Fans have been gifted with a little optimism, as Blackhawks interim General Manager Kyle Davidson fired the entire coaching staff of Head Coach Jeremy Colliton and assistant coaches Sheldon Brookbank and Tomas Mitell on Nov. 6. Derek King, the former head coach of the Blackhawks’ minor league affiliate in Rockford, replaced Colliton and currently has two wins in his first two games. Whether that is because he is a good coach or that the players have finally gotten their game together will speak for itself, but I still stand by the prediction I made before the season that the Blackhawks will not be a playoff team come April of 2022.

Another gift is that Brad Aldrich’s name was X’d off of the Stanley Cup, yet some like myself would argue that it’s a distraction. Ten X’s replace Aldrich’s name, and it definitely draws your attention. It’s better than having his name directly on the trophy, but why it couldn’t be smeared out by adding a layer of silver on top was the way I thought it was going to go.

What happened to Kyle Beach and John Doe 2 is disgusting, unacceptable, and gut-wrenching. But thankfully, Kyle Beach and John Doe 2 came forward with what happened to them, and they have the majority of the hockey community’s support.

As far as my fandom for the Blackhawks, I will continue to support the team on the ice for as long as they exist. I’ve never cared who is in the front office, as long as they are good people and do good things, which the management team in 2010 clearly did not. There are only two players from that 2010 team that remains on the current Blackhawks roster.

You might have heard of them: Patrick Kane and Jonathan Toews.

Toews said he wasn’t aware of what happened to Beach until the following year, and Kane said he wasn’t aware until the reports came out back in May of 2021. Beach, along with former teammates Nick Boynton, Brent Sopel, and Shawn Lalonde, have said on multiple occasions that everyone from that 2010 team was aware of what happened and chose not to do anything about it. The Jenner & Block report didn’t confirm that the players did know or didn’t know.
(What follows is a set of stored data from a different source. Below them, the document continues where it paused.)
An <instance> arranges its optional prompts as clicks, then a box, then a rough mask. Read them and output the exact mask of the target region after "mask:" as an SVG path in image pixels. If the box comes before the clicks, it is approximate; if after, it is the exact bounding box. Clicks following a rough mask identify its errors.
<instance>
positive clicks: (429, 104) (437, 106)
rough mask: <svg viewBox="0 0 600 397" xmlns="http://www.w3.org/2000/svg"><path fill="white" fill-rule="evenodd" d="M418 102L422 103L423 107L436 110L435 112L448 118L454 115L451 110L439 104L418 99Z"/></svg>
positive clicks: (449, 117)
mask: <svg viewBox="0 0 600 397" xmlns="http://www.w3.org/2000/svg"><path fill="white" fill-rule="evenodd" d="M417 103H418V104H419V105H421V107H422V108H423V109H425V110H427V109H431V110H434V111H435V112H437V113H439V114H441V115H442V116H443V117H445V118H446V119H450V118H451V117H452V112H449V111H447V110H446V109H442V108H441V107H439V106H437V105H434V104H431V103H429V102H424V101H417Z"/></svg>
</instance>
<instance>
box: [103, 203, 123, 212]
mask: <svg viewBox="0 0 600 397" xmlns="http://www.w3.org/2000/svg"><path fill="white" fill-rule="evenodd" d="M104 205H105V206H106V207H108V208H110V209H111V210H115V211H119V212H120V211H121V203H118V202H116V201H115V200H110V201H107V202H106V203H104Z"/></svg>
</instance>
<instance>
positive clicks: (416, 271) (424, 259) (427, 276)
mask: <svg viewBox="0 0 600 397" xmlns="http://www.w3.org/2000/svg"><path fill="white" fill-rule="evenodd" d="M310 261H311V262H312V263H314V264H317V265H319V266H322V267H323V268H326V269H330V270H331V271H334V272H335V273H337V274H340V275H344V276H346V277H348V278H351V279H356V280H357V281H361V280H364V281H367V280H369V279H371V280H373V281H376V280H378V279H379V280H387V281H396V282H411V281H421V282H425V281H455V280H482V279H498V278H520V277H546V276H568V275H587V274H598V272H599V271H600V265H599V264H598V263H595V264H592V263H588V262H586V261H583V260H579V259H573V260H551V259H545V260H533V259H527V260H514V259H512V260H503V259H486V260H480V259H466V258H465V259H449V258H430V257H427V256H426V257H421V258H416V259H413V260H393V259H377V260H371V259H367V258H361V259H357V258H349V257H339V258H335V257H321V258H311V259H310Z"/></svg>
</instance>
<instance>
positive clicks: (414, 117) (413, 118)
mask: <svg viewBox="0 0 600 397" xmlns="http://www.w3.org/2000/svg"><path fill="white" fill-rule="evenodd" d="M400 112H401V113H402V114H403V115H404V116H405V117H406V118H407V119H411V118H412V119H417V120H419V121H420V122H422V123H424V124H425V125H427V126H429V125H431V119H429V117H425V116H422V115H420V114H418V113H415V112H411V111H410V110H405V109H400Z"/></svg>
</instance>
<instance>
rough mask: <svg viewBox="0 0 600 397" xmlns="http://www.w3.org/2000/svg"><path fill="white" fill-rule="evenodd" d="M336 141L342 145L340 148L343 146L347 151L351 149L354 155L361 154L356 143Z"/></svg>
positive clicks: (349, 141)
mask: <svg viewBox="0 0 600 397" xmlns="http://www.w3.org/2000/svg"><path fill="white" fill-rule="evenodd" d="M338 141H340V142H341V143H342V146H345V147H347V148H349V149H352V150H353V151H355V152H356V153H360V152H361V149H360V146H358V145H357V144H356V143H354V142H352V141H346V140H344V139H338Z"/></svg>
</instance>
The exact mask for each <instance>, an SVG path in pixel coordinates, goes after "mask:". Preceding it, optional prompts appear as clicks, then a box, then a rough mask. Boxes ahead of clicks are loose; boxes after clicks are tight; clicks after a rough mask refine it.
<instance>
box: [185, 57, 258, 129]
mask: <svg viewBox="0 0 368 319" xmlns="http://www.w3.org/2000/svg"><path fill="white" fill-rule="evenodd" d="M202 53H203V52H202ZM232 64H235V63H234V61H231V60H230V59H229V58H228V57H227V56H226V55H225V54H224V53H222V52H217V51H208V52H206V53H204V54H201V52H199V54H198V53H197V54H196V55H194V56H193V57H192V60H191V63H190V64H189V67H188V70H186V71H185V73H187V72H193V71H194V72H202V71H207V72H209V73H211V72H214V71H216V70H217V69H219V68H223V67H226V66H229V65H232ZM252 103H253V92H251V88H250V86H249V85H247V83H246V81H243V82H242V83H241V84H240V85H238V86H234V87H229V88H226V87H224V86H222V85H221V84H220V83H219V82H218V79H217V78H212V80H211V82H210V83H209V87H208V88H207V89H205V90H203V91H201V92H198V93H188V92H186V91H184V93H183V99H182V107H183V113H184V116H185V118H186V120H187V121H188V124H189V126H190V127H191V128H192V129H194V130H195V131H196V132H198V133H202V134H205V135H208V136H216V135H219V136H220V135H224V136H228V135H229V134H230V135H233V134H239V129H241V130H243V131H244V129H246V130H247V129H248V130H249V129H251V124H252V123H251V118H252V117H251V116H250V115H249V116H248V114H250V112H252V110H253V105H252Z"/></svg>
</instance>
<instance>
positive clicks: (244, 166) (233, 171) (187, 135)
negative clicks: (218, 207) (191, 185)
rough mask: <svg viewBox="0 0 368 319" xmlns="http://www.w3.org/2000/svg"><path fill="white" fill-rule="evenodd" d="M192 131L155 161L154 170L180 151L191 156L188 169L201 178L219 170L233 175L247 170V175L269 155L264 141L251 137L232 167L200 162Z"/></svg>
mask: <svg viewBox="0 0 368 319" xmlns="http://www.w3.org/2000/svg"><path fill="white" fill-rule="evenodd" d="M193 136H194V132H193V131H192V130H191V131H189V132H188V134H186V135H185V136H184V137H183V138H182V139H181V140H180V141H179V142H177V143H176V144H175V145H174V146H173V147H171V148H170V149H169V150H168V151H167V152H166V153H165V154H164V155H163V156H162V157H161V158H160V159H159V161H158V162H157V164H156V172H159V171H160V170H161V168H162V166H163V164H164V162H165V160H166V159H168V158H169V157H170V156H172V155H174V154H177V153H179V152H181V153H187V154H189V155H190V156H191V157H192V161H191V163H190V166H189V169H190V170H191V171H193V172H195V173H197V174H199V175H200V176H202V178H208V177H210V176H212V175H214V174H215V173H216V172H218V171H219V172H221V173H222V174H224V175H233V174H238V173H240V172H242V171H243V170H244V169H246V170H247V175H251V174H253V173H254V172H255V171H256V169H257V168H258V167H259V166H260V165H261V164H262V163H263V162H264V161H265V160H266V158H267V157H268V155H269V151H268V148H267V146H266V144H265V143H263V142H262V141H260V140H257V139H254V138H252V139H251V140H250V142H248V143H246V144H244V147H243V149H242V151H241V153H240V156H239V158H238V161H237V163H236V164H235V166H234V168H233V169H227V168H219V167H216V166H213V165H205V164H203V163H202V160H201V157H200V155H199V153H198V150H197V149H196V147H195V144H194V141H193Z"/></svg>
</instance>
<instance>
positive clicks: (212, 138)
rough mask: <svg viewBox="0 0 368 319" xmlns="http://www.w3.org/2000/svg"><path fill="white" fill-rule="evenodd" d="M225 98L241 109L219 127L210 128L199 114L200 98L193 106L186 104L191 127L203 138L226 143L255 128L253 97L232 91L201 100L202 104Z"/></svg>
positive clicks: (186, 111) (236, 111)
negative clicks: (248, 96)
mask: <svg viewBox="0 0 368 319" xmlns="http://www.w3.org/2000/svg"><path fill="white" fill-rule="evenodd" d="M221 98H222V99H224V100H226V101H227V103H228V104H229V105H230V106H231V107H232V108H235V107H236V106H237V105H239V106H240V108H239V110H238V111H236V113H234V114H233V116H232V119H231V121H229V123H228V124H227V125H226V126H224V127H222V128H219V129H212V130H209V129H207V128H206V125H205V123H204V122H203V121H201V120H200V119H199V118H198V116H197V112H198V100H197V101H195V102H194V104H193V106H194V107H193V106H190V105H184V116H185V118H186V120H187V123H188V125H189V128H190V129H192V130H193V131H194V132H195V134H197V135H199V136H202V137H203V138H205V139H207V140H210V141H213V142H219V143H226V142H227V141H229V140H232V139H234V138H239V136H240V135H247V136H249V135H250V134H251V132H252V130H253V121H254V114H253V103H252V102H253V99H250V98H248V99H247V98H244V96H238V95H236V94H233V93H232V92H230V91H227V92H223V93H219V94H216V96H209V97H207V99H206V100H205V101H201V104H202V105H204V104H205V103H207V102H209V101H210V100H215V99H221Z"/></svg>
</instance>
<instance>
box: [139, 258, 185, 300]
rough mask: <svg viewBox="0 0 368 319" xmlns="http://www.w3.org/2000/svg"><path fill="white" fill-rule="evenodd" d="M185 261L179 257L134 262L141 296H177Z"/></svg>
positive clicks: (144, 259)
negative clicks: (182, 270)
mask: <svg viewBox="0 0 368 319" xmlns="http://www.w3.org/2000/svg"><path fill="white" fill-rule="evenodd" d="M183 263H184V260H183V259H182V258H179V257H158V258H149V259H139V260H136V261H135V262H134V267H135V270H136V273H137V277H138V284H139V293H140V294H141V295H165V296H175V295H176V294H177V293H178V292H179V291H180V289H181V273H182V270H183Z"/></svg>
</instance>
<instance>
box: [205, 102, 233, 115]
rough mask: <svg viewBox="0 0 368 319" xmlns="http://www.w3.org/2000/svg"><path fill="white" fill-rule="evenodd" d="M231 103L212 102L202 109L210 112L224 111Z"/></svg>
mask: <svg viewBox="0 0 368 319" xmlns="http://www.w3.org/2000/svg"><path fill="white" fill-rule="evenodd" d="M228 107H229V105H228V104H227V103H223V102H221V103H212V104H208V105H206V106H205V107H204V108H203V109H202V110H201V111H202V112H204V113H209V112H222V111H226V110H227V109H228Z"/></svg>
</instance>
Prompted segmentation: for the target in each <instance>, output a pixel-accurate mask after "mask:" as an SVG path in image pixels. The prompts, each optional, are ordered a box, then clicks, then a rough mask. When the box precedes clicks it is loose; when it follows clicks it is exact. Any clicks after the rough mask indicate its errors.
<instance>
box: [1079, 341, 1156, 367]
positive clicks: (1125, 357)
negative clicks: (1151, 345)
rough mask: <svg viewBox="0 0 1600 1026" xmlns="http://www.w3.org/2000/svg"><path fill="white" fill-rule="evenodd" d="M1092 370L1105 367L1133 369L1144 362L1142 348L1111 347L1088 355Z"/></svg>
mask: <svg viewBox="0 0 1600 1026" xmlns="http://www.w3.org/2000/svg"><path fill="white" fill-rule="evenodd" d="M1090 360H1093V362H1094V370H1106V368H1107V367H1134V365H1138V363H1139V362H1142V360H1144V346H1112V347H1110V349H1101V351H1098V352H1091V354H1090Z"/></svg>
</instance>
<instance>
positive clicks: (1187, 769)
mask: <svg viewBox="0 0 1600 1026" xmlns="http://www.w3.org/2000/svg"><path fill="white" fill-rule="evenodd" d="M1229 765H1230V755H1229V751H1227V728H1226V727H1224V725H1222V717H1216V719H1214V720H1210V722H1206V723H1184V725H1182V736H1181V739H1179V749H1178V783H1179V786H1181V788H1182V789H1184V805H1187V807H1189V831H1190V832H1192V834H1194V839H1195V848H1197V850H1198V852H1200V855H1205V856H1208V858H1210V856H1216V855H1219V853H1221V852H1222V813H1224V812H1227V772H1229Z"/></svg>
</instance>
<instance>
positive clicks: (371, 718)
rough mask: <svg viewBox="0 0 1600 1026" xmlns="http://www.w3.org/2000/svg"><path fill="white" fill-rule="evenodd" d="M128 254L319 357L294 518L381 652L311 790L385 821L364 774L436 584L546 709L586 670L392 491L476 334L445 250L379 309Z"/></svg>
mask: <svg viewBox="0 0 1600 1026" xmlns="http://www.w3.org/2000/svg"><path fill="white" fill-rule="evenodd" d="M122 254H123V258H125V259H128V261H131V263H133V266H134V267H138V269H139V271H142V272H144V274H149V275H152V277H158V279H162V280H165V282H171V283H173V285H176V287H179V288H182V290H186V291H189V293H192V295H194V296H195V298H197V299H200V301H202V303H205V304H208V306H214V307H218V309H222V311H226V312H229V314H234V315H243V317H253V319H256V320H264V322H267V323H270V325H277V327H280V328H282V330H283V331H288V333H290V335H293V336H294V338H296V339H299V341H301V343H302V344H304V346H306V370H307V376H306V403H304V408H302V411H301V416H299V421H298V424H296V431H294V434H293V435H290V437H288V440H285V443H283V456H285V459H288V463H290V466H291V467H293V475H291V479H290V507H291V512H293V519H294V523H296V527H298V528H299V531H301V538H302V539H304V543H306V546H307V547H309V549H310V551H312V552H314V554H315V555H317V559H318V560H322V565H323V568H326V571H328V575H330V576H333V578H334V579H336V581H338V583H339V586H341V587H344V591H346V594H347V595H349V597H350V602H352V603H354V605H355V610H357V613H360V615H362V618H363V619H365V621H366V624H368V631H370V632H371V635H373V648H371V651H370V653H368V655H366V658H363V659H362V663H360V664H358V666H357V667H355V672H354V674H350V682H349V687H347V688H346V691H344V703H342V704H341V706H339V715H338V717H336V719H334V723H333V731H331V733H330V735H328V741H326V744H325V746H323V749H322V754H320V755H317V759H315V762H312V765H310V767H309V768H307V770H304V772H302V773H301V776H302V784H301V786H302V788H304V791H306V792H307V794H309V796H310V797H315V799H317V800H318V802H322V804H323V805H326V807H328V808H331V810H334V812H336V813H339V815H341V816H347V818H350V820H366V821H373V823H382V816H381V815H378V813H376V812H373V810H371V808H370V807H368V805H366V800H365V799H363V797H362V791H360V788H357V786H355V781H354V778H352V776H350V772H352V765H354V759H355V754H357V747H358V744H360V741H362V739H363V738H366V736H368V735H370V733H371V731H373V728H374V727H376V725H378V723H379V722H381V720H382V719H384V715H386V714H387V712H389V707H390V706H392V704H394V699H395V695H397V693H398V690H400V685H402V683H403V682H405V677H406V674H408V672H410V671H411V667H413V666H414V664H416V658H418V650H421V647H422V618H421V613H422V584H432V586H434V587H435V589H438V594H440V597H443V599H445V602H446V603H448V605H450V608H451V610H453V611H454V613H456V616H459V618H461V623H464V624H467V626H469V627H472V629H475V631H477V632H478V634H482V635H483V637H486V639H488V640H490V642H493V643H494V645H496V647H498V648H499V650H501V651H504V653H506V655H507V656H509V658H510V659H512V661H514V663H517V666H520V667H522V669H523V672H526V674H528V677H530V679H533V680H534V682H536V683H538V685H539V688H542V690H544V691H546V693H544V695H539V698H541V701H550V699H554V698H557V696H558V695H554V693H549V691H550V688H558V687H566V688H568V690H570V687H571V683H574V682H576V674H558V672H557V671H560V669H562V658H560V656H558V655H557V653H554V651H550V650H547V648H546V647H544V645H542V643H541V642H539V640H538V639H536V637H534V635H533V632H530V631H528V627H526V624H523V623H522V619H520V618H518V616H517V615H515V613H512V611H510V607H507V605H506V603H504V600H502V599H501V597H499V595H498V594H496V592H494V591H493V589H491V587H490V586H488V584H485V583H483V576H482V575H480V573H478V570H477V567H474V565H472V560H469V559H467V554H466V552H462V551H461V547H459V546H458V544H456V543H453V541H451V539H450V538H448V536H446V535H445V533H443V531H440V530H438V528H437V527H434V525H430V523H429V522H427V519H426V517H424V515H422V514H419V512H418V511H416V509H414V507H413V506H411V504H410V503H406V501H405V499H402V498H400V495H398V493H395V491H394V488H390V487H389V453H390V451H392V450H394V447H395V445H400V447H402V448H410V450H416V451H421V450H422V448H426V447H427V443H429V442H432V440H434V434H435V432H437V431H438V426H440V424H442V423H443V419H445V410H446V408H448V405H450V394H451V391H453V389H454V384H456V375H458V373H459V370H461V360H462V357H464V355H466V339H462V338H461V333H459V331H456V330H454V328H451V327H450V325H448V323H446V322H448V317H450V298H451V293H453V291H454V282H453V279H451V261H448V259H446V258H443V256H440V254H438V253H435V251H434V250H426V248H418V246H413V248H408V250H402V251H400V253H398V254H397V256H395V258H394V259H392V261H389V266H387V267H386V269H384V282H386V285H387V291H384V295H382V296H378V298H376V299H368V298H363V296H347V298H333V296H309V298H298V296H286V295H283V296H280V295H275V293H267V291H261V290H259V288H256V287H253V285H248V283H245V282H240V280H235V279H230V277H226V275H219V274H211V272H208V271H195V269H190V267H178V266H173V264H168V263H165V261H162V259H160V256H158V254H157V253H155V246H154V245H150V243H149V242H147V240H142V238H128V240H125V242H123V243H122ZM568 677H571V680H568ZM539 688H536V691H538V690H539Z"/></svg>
I find it difficult to believe Kane and Toews, especially Kane, didn’t know about the assault. If Toews found out the following year, I find it impossible that Kane wouldn’t have heard about it until now.

Patrick Kane is the reason I fell in love with hockey and the Blackhawks. While I want to believe him, it’s hard. But until an official report says that he was fully aware back in 2010, I have to believe him. But I also want to believe Beach, who has been mentally, physically, and emotionally abused ever since the incident happened.

I couldn’t sleep the night that Beach’s interview with TSN aired, and I’ve watched it dozens of times. The same goes for the interview with John Doe 2’s mother.

I remain at a crossroads with Kane and Toews, but the Blackhawks have a new wave of young, talented, promising prospects in their system. I look forward to watching them develop, mature, and hopefully raise the Stanley Cup over their heads one day.

Many fans, staff, and even some players deserved to celebrate the Stanley Cup coming to Chicago for the first time since 1961. That’s tainted now, at least to me.

I’ll end by saying thank you to Kyle Beach, as well as Rick Westhead of TSN, who was the one who first reported on this story back in May and has stuck with it ever since.

To Brad Aldrich, John McDonough, Stan Bowman, and Joel Quenneville: do me a favor and rot in Hell.